CMOS technology operated at cryogenic temperatures is essential in various fields such as quantum computing (QC), where it serves as a classical control interface for qubits operating in the mK-regime, as host technology enabling a monolithic integration of qubits, or in high-performance computing (HPC) applications. For all these applications, the changing device properties towards cryogenic temperatures must be taken into account in circuit designs. Additionally, potential design optimizations which allow an operation using a very low supply voltage at cryogenic temperatures can be achieved. This is in particular of high interest for QC and HPC to reduce the energy consumption and increase operational frequency. However, the development of robust applications in this field is very challenging for reliability engineers, because their stable operation is very sensitive to drifts of the threshold voltage due to aging and to variability issues. Furthermore, in all applications related to quantum computing, noise originating from charge trapping is very critical, because it can decrease the fidelity of the qubits.

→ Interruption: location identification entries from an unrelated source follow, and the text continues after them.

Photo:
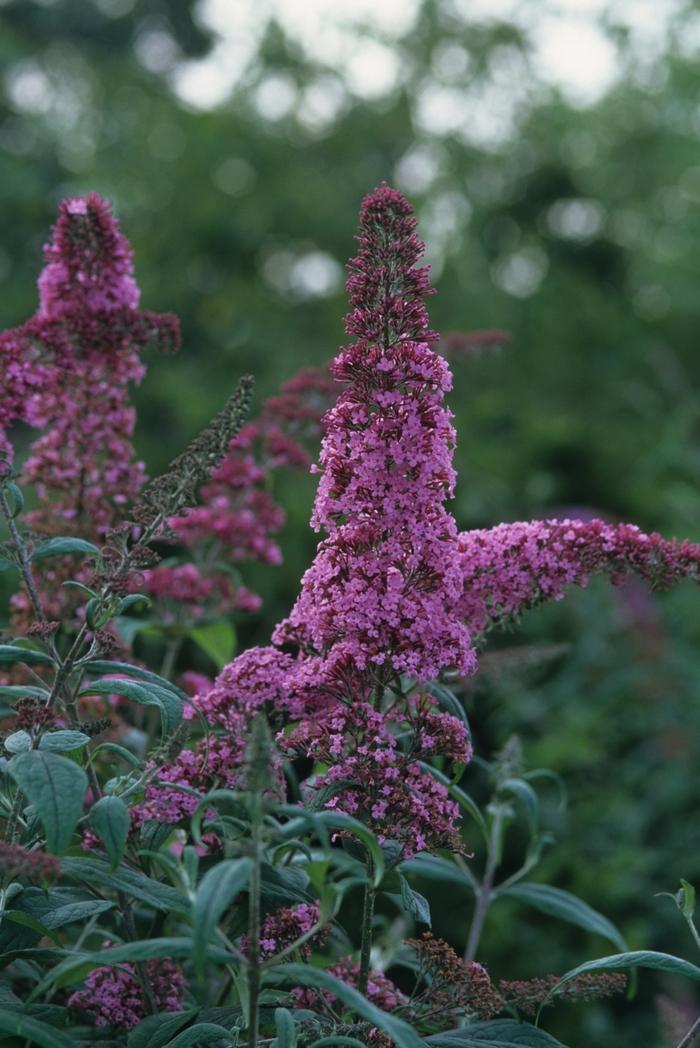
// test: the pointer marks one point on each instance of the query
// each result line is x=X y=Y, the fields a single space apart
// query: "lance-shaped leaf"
x=56 y=786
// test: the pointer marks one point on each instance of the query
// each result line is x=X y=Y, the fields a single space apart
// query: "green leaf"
x=112 y=747
x=15 y=498
x=463 y=799
x=303 y=975
x=684 y=897
x=169 y=704
x=338 y=820
x=20 y=691
x=286 y=1029
x=200 y=1033
x=133 y=601
x=528 y=799
x=33 y=1030
x=64 y=547
x=96 y=871
x=412 y=902
x=18 y=742
x=64 y=741
x=109 y=819
x=155 y=1031
x=284 y=885
x=634 y=959
x=137 y=672
x=56 y=786
x=26 y=920
x=70 y=912
x=330 y=1042
x=217 y=639
x=52 y=909
x=449 y=702
x=15 y=653
x=566 y=907
x=217 y=890
x=498 y=1033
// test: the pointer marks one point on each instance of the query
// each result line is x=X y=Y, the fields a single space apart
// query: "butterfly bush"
x=388 y=610
x=380 y=601
x=90 y=332
x=512 y=567
x=114 y=997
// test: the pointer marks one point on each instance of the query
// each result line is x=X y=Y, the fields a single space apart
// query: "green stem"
x=691 y=1035
x=368 y=918
x=254 y=905
x=484 y=893
x=141 y=970
x=23 y=558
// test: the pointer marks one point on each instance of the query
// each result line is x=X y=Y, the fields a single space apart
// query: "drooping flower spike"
x=68 y=369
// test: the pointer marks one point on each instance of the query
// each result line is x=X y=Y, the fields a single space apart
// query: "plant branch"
x=484 y=892
x=691 y=1035
x=368 y=917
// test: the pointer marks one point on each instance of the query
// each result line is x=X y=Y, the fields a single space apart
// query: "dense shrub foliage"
x=237 y=859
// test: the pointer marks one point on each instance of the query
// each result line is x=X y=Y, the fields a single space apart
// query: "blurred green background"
x=552 y=151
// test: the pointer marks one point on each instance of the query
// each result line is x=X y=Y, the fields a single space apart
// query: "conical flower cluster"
x=379 y=599
x=67 y=371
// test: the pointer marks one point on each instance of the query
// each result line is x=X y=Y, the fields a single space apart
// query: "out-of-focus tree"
x=236 y=140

Over the past decades, a deep understanding of the role of defects in the oxide and at the interface between the oxide and substrate has been developed. Such defects can capture and emit a charge which leads to a change in the device electrostatics and are thus responsible for various reliability issues. The charge trapping kinetics can be approximated with the nonradiative multiphonon (NMP) model, which successfully describes the trapping kinetics even at cryogenic temperatures. Since solving the model in its full complexity is computationally expensive, an efficient model has been developed to allow the computation of charge transition rates of thousands of defects and has been implemented in the reliability simulator Comphy. This allows to calculate the cumulative response of many defects and enables a comparison of theoretical trap parameters with measurement data. To this end, bias temperature instability and random telegraph noise (RTN) measurements have been conducted between 4 K and room temperature on various technologies. The degradation behavior has been modeled, allowing the extraction of trap parameters and the identification of defect candidates responsible for altering the device electrostatics.

On large-area devices thousands of such traps can be electrically active simultaneously and the superposition of their responses can be measured. In contrast to that, on scaled devices only few traps are active at the same time, which allows to access properties of single defects. Time-dependent defect spectroscopy and RTN studies which are covered in this work show that there is charge trapping even in the limit of cryogenic temperatures. Charge capture and emission rates become temperature independent towards 4 K which is a consequence of nuclear tunneling. This temperature independence of the trapping kinetics in the deep cryogenic regime has been modeled using the NMP model.

While single devices allow to study the physical device degradation mechanisms in detail, a knowledge of the distribution of device performance parameters is essential to qualify a full technology. For this, the characterization of SmartArrays with thousands of devices which can be addressed digitally has been performed. This allows the study of the variability of time-zero parameters and its dependence on the temperature. An increasing variability of important device parameters towards 4 K can be shown and explained with the occurrence of resonant tunneling which gets more prominent at cryogenic temperatures.